In short, this is a drug movie. You can expect junkies making bad decisions, acting stupidly and generally ruining their lives when it seems obvious to the audience what the right choices would be.
What saves the movie is the downward spiral of Sarah Goldfarb, and old woman who becomes addicted to speed. It is a strange situation, since durgs and geriatrics aren't often aligned in such a way, and also very disturbing, as the world around her becomes increasingly skewed as the movie winds on. This footage alone is enough to scare anyone away from hallucinogens for at least a week.

Overall, the movie is worth watching once, and the soundtrack worth listening to numerous times. Worth buying, in fact.

Rating: 5 stars
Summary: Best Film of 2000-2001
Review: Disturbing. Amazing. Stunning. Horrific. Depressing. Funny. Sad. All of these words describe Requiem for a Dream, but only one more nees to be said. Important.

The acting is great, the script is brilliant and the direction is undescrible. Unlike anything I have ever seen, directing takes a new turn in general.

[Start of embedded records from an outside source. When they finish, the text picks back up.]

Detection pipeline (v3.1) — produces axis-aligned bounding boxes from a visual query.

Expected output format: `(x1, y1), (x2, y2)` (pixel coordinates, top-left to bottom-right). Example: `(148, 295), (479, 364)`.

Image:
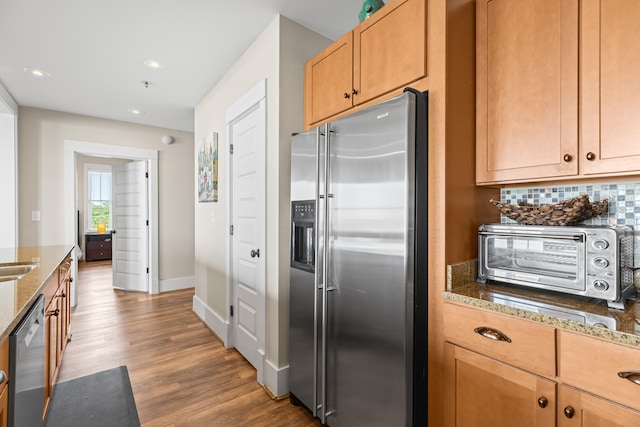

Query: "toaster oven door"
(479, 232), (586, 292)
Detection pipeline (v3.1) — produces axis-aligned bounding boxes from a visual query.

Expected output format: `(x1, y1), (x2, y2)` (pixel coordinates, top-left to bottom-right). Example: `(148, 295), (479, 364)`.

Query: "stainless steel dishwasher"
(9, 294), (45, 427)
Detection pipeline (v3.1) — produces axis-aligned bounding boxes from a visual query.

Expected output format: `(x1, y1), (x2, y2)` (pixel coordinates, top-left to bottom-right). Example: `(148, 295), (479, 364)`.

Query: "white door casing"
(64, 140), (159, 306)
(112, 161), (149, 292)
(226, 79), (267, 381)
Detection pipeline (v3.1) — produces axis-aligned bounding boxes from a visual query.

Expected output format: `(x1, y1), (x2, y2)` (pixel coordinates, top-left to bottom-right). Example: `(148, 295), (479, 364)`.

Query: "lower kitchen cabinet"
(43, 253), (72, 416)
(0, 339), (7, 427)
(444, 300), (640, 427)
(558, 385), (640, 426)
(444, 343), (556, 427)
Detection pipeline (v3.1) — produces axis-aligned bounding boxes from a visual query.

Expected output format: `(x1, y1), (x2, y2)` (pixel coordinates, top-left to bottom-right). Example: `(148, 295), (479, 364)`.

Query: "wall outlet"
(32, 210), (40, 221)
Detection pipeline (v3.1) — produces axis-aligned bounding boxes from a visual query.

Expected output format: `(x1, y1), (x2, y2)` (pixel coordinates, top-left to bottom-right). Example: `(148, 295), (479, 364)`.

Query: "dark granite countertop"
(444, 281), (640, 348)
(0, 245), (74, 342)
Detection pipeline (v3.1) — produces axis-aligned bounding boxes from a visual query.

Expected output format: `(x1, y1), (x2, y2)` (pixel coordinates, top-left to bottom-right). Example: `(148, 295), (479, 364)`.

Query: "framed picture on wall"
(198, 132), (218, 202)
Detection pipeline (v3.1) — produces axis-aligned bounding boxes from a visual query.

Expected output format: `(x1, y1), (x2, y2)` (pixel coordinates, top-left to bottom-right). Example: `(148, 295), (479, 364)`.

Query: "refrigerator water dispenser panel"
(291, 200), (315, 273)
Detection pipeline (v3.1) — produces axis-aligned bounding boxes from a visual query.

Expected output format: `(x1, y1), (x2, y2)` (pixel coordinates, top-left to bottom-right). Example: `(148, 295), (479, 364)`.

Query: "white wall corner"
(159, 275), (195, 293)
(192, 294), (231, 348)
(263, 359), (290, 398)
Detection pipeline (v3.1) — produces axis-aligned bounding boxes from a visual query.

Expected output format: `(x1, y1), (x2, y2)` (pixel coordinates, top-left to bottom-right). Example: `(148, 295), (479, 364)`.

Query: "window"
(86, 165), (112, 231)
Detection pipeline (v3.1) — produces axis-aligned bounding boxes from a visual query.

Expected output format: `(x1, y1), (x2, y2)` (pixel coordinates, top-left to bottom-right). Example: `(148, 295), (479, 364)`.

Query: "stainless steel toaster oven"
(478, 224), (635, 309)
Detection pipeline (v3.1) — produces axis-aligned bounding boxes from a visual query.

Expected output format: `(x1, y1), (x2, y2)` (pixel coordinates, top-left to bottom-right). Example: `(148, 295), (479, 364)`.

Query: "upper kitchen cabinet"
(304, 0), (427, 128)
(477, 0), (640, 185)
(580, 0), (640, 175)
(304, 32), (354, 126)
(476, 0), (579, 184)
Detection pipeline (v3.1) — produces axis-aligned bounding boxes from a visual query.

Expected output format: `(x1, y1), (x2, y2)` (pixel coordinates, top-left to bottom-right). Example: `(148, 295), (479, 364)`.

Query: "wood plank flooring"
(56, 261), (320, 427)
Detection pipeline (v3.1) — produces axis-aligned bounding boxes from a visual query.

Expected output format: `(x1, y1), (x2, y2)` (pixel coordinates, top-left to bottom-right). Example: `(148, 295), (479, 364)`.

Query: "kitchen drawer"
(444, 302), (556, 377)
(58, 255), (72, 285)
(559, 330), (640, 412)
(0, 339), (7, 389)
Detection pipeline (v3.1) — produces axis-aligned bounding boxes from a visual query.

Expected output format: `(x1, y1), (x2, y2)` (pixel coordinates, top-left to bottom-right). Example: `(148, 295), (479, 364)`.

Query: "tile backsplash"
(500, 181), (640, 267)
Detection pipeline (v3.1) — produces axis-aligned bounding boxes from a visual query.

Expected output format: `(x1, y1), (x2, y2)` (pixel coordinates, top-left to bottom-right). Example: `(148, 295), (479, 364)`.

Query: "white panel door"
(112, 161), (148, 292)
(228, 92), (266, 372)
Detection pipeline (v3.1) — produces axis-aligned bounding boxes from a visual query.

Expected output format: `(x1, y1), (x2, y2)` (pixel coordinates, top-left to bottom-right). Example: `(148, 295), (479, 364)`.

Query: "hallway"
(56, 261), (319, 426)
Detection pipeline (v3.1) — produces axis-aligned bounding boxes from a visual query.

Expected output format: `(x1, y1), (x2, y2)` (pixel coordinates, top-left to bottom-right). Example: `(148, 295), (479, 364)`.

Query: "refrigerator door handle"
(313, 127), (321, 418)
(320, 123), (331, 425)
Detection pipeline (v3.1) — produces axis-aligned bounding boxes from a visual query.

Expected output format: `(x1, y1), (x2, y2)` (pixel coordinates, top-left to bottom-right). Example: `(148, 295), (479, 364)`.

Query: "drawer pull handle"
(473, 326), (512, 343)
(618, 371), (640, 385)
(48, 308), (60, 317)
(537, 396), (548, 408)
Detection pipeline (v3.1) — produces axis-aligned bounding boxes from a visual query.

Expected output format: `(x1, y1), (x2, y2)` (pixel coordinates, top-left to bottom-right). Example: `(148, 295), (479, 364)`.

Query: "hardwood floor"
(56, 261), (320, 427)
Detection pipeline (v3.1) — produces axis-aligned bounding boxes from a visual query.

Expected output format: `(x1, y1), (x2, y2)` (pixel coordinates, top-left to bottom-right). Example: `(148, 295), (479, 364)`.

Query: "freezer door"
(289, 129), (320, 413)
(324, 92), (416, 427)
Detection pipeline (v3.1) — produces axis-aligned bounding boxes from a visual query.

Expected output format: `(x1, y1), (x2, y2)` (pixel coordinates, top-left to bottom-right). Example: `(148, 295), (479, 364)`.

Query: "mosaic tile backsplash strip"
(499, 181), (640, 267)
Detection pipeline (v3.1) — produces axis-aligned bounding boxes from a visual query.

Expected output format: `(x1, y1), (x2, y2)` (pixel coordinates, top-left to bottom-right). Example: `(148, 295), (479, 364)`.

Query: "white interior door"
(227, 81), (266, 373)
(112, 160), (149, 292)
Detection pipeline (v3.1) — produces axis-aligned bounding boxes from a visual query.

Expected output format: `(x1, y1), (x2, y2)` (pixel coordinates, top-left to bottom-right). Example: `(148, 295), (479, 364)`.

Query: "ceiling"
(0, 0), (365, 132)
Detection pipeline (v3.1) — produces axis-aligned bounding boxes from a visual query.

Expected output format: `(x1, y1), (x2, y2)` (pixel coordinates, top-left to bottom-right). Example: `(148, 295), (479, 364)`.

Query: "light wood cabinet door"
(558, 384), (640, 426)
(0, 383), (7, 427)
(0, 339), (7, 427)
(444, 343), (556, 427)
(476, 0), (579, 184)
(304, 31), (354, 126)
(354, 0), (426, 105)
(581, 0), (640, 175)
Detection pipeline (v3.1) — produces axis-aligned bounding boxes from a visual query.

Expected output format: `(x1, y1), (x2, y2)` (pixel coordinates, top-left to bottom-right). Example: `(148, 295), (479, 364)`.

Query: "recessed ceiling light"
(127, 109), (145, 115)
(23, 67), (52, 78)
(143, 59), (166, 70)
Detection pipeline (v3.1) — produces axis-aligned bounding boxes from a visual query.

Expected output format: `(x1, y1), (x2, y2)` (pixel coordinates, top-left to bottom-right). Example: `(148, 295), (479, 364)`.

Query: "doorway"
(63, 140), (159, 306)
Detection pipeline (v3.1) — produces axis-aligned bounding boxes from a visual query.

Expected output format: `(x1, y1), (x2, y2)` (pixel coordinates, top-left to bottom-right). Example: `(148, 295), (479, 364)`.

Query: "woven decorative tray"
(489, 194), (608, 226)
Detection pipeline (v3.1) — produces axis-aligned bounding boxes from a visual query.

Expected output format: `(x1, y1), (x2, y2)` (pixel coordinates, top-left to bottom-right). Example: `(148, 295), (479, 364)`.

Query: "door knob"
(250, 249), (260, 258)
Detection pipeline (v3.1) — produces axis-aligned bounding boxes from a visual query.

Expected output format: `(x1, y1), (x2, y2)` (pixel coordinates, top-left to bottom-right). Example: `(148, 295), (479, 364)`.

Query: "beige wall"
(18, 107), (195, 282)
(194, 14), (330, 381)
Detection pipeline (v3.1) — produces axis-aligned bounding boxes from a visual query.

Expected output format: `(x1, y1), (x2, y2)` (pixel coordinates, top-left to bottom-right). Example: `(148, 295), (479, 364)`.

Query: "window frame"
(84, 163), (112, 232)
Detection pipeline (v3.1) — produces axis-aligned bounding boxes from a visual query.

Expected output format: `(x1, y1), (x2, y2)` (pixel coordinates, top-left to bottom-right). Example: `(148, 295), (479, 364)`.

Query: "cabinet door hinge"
(230, 305), (234, 317)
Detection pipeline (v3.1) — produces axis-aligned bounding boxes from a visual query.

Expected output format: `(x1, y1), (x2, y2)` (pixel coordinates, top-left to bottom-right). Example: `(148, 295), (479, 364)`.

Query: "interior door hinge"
(146, 267), (149, 274)
(230, 305), (234, 317)
(146, 219), (149, 226)
(230, 225), (234, 235)
(145, 172), (149, 178)
(230, 144), (234, 155)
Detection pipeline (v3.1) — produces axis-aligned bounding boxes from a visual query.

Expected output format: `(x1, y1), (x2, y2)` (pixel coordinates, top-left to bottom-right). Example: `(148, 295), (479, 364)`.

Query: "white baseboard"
(159, 275), (195, 292)
(192, 294), (231, 348)
(263, 359), (290, 398)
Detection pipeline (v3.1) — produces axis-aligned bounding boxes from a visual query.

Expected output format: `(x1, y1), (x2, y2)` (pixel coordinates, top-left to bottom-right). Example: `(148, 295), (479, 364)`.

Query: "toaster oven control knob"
(593, 280), (609, 291)
(593, 257), (609, 268)
(592, 239), (609, 250)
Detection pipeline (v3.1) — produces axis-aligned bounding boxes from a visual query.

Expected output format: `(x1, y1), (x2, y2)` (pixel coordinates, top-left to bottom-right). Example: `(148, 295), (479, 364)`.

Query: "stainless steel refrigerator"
(289, 89), (428, 426)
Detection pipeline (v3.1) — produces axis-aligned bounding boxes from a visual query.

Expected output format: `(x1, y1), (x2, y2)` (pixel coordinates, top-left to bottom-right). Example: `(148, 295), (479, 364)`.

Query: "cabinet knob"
(351, 89), (358, 95)
(48, 308), (60, 317)
(0, 370), (6, 384)
(586, 152), (596, 161)
(564, 406), (575, 418)
(537, 397), (548, 408)
(344, 92), (350, 99)
(563, 154), (572, 162)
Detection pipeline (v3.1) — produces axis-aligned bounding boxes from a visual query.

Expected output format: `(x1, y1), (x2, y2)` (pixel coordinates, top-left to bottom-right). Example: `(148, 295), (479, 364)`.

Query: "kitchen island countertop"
(0, 245), (74, 342)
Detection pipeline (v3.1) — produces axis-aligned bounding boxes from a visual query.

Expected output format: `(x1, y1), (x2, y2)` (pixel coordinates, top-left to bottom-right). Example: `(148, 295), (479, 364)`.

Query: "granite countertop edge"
(0, 245), (74, 343)
(443, 289), (640, 349)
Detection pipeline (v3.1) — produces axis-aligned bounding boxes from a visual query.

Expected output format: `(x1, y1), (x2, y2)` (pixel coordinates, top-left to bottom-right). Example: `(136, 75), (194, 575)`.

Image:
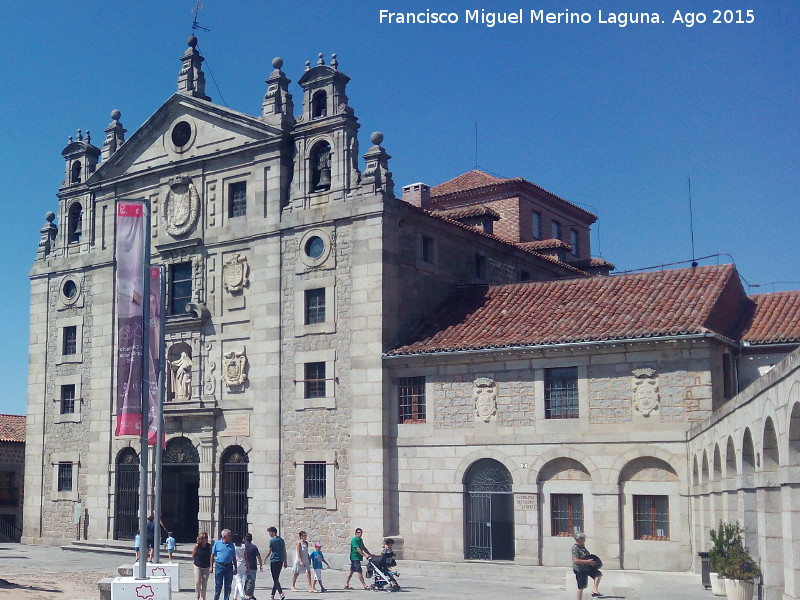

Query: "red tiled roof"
(517, 239), (572, 251)
(436, 205), (501, 220)
(388, 264), (750, 355)
(430, 170), (513, 196)
(0, 414), (26, 443)
(741, 291), (800, 345)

I love this film. Simply amazing. Especially fun to see Wayans in something beside a spoof or D&D. 5/5

Rating: 2 stars
Summary: Hyperbole Galore with MTV Video style director
Review: This is a midly entertaining film that explores addiction. It also shares the same downfall as "Magnolia". Requiem for a Dream is a much better film than Magnolia however in the sense that there is purpose and a statement in the film. Magnolia OTOH, was a beautifully directed terrible film with characters that nobody can hopefully identify with ("Magnolia" had no real meaning or plot to anybody but the self-serving director and a few others who managed to hallucinate some meaning out of "Magnolia". Traffic was an outstanding movie on addiction, while Requiem for a dream relied on too much hyperbole and SHOCK effect, as if it were an MTV video. I think it was worth watching once, perhaps, but it is does not have a lot to offer. Traffic OTOH was either 4 or 5 stars out of 5. This film does not deserve more than 2 to 3 stars.

Rating: 5 stars
Summary: a real kick in the teeth
Review: With only his second feature film, director Darren Aronofsky proves he's a force to be reckoned with. In the world of modern film, it's difficult to find movies that are shocking, uncompromising, and remorseless in their pursuit of characters hitting a constant series of dead ends. Which is why "Requiem for a Dream" is such a shot of cinematic napalm, a work of art more intensely mind-boggling than David Fincher's "Seven" or David Cronenberg's "Crash." The story follows the generally nihilistic lives of drug addicts (including a diet-pill addicted Ellen Burstyn) in search of their next fix, and the experience is amazingly visceral. There's not much plot, but the illustration that the highs of the addict will eventually spiral out of control and into desperation and depravity is delivered without being preachy or making the characters sympathetic. On top of this, Aronofsky's visual style is stunning; as opposed to utilizing obscure camera angles, sped-up images, and peephole effects for style alone, he makes it the perfect all-seeing eye into lives clouded by chemical means. The last ten minutes of "Requiem for a Dream" is probably the most intense string of images ever committed to celluloid.

On a different note, the soundtrack--by Pop Will Eat Itself refugee Clint Mansell--is the best bit of scoring I've heard since the Dust Brothers handled "Fight Club."